1) Focus on retention, not acquisition
It’s a common misconception to believe that marketing’s primary function is to drive sales. In a forgetful industry like this, companies that over-promise but under-deliver will lose out on business. This has become especially clear for titles that gained a lot of traction promoting a final product, but failed to temper expectations as they transitioned into early access.
Nobody likes to be misled by advertising campaigns that set false expectations. And the short-term prospect of mass pre-orders and initial sales revenue doesn’t outweigh the long-term impact of negative reviews, refunds, or a tainted image.
Instead, marketing should set realistic expectations that will be met, if not outdone. Focus should lie on good product design and transparently communicating that design to its respective audience. Emphasize strengths that resonate with your audience and advertise unique selling points that set your game apart from competition.
After all, happy customers are your best marketeers. Slow growth generally proves more sustainable. And word-of-mouth is the most effective form of advertising.
2) Avoid highly contested markets through original design
When a new formula for success opens up a profitable market, investors are quick to claim a slice of the pie—aiming to launch a superior product, or an alternative that shares similar successful features of design. As a result, the market splits and the fight over customers intensifies.
This leaves little room for success, particularly when aiming for a lion’s share. Since the pioneer – the first to establish the market – usually remains among its key players. And, given that most (live service) markets are dominated by just one or two larger brands.
And although success stories like those of Fortnite and League of Legends show clear advantages of coming in second, they are set apart by a more important characteristic in strategic differentiation. Targeting non-customers helps developers design original value propositions to create new markets. Even established brands in competitive markets can sometimes benefit from strategic re-positioning to focus on new or specific target segments, rather than fighting over the same share.
The three tiers of non-customers as defined by Kim & Mauborgne’s Blue Ocean Strategy are:
- Soon-to-be non-customers on the edge of your market waiting to jump ship.
- Refusing non-customers who consciously choose against your market.
- Unexplored non-customers in distant markets that are unfamiliar with your market.
3) Address consumer barriers
Address hurdles that uphold player retention or new player acquisition without compromising on the original design’s intent. All games have inherent weaknesses that prevent new players from entering, and that can frustrate current players to the point of leaving. While most barriers cannot be eliminated without changing core aspects of design, often, certain solutions can be implemented to help alleviate the pain.
Live service games in particular tend to suffer from ‘new player gaps’ that only get wider as new updates roll out. Think of a skill or knowledge gap that new players need to bridge when installing an older game. Or the amount of time (and money) that new players need to spent to be on par with others.
For some problems, solutions could be as simple as subtle UI improvements. Others require larger, more complicated solutions, such as for example, a matchmaking algorithm to even out the playing-field, or a coaching system that helps players understand complicated game mechanics.
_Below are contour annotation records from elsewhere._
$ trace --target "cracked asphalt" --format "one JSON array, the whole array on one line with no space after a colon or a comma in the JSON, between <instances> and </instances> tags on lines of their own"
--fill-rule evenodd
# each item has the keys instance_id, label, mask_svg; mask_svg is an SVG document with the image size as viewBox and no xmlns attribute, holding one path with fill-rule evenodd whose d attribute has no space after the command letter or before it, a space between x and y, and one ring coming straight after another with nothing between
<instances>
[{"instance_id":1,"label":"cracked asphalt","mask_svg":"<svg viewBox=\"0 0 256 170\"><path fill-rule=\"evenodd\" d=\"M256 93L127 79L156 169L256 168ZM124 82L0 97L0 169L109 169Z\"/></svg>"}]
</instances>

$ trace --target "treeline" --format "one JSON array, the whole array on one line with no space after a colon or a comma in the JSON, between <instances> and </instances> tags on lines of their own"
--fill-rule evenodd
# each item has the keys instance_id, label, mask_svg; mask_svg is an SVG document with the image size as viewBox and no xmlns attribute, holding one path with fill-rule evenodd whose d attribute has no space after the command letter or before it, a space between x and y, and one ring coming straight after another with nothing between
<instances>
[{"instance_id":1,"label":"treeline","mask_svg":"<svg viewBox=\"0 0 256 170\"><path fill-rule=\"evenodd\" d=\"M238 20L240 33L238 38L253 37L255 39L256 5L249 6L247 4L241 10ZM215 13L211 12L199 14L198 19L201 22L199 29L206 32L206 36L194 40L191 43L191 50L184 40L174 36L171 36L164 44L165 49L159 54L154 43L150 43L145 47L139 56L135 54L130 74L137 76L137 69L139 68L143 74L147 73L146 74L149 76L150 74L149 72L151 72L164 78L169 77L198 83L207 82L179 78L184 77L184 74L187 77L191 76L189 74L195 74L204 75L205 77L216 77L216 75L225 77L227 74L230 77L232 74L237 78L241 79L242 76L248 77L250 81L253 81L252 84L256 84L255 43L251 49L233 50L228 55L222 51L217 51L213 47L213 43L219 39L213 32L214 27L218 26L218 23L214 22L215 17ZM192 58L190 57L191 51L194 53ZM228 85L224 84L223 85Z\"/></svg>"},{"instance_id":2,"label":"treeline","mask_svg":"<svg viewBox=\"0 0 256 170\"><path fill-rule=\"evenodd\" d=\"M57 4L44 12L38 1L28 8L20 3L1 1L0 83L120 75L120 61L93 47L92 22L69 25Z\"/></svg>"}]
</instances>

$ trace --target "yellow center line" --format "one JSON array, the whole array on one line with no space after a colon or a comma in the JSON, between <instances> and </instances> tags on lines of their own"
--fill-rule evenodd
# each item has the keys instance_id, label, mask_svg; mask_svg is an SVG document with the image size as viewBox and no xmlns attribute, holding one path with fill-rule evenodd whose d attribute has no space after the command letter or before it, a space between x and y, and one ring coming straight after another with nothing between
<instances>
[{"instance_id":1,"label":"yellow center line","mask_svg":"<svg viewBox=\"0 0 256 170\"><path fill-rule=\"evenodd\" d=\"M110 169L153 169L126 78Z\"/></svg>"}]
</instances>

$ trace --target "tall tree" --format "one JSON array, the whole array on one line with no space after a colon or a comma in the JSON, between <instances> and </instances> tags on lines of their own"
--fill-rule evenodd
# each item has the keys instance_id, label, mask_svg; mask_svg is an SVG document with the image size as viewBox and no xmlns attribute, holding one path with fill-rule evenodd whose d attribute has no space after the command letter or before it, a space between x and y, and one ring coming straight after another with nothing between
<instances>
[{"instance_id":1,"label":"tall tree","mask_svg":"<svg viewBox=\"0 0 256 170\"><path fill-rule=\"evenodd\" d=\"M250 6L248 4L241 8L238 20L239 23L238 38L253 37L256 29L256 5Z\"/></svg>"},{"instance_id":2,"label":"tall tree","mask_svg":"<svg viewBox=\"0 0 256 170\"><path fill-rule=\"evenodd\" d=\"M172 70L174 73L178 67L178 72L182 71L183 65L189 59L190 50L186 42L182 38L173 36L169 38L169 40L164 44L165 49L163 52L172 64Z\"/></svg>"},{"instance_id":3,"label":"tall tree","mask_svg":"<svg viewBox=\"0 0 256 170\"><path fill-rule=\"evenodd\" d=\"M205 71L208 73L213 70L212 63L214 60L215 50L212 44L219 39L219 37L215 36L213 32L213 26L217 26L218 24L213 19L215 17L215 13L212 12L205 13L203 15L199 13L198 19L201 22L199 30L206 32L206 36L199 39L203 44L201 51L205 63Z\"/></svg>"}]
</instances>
Combined however, these barriers tell a lot about your product and audience. Addressing consumer barriers without modifying the core gameplay experience (through modular features, quality of life improvements, etc.) helps retain, grow and diversify your audience.
4) Don’t forget about the eighty percent
Most free-to-play business models are built around the Pareto principle, the law of the vital few, thriving off an approximate twenty percent of customers who are generating a vast majority of the overall revenue—the so-called whales, a casino term in reference of high stakes gamblers.
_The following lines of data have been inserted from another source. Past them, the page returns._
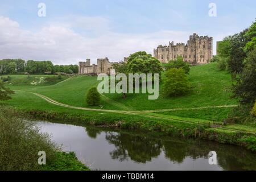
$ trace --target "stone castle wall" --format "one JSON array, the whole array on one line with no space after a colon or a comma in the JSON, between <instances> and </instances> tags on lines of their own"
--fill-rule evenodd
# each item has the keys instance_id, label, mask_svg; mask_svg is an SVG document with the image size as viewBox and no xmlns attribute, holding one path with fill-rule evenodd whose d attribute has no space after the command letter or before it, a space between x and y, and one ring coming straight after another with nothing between
<instances>
[{"instance_id":1,"label":"stone castle wall","mask_svg":"<svg viewBox=\"0 0 256 182\"><path fill-rule=\"evenodd\" d=\"M187 44L169 42L169 46L159 45L154 50L154 57L162 63L175 60L181 56L184 61L191 64L207 64L212 58L212 37L199 36L196 34L189 36Z\"/></svg>"},{"instance_id":2,"label":"stone castle wall","mask_svg":"<svg viewBox=\"0 0 256 182\"><path fill-rule=\"evenodd\" d=\"M125 57L124 61L127 62L127 58ZM86 74L90 76L97 76L100 73L106 73L110 75L110 68L112 64L118 63L117 62L110 63L108 57L104 59L98 59L97 65L93 64L90 65L90 60L87 59L86 62L79 62L79 74Z\"/></svg>"}]
</instances>

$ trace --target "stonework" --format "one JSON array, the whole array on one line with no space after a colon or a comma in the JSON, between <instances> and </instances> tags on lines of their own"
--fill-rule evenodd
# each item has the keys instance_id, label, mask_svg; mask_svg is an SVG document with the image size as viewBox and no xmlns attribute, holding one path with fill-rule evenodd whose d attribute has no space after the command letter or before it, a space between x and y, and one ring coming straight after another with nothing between
<instances>
[{"instance_id":1,"label":"stonework","mask_svg":"<svg viewBox=\"0 0 256 182\"><path fill-rule=\"evenodd\" d=\"M186 45L177 43L175 46L173 41L169 42L169 46L159 45L154 50L154 57L162 63L167 63L170 60L176 60L177 56L181 56L187 63L207 64L212 58L212 37L193 34Z\"/></svg>"},{"instance_id":2,"label":"stonework","mask_svg":"<svg viewBox=\"0 0 256 182\"><path fill-rule=\"evenodd\" d=\"M127 62L127 59L125 57L124 61ZM105 59L98 59L97 64L90 65L90 60L87 59L86 62L79 62L79 74L86 74L90 76L97 76L100 73L106 73L110 75L110 68L113 64L118 63L117 62L110 63L108 57Z\"/></svg>"}]
</instances>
However, to ensure a healthy consumer base, it’s important that regular users don’t feel left out. A preferential treatment based on exclusive offerings catered to the wealthy few doesn’t accomplish that.
Instead, live service developers could take a page out of society, modelling revenue models after real world economics—a (more or less) balanced system, in where luxury products are rare but inessential, while essential products are abundant and cheap (and sometimes even free).
5) Monetize with integrity
From pay-to-win mechanics, to overpriced content that should’ve been part of the base game—anti-consumerism is a term often used to describe corporate greed that continues to tarnish the reputation of major and minor brands to date. Here are eight principles of fair monetization that can help build customer loyalty:
- Add value without taking away from the base game.
- Avoid the principle of loss aversion—don’t fabricate hurdles to sell a solution.
- Avoid instant-gratification practices by offering arbitrary rewards.
- Don’t prey on sensitive customers: offer time and refund opportunities to make a balanced purchase decision.
- Test price-elasticity, without increasing prices.
- Give away stuff for free, and offer generous deals.
- Cater to different customer segments, consider geo-pricing.
- Don’t offer pay-to-win solutions in a competitive setting.